Evans, Shane. Underground: Finding the Light to Freedom.
This picture book portrays an escape from slavery with extremely simple text and rough-hewn drawings. This would be something the most beginning readers could read, but they might need to talk through the pictures to make sense of the story, and have someone read the explanations at the back of the book to them. Not being a picture book aficionado, especially if there are few or no words, I didn't care much for this personally, but I could see it being used in the elementary school as an introduction to a unit on the Underground Railroad.
De La Pena, Matt. A Nation's Hope: The Story of boxing Legend Joe Louis.

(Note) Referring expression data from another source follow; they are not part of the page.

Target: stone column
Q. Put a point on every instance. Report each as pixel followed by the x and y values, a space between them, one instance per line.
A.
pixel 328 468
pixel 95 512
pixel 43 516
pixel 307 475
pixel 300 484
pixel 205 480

Illustrated by Kadir Nelson.
The Joe Louis-Max Schmeling rivalry in 1938 was of huge concern to the African-American community, and to the US in general. Louis's triumph meant that somehow the Nazis and Nazi ideals were inferior, and Schmeling's triumph dejected the entire country. In easy-to-understand but elegant and descriptive language, this book describes both the fights and their impact on African- Americans during a time when Civil Rights issues were starting to come to the foreground. This would be useful even in a middle school. Perhaps because I had a dear friend who was forced to fight for the Wehrmacht or be killed, even though his views were as far from sympathetic to the Nazis as could be, I am curious to read about Max Schmeling's life-- in Sharenow's The Berlin Boxing Club, he is portrayed as a somewhat sympathetic character despite his vilification in the US.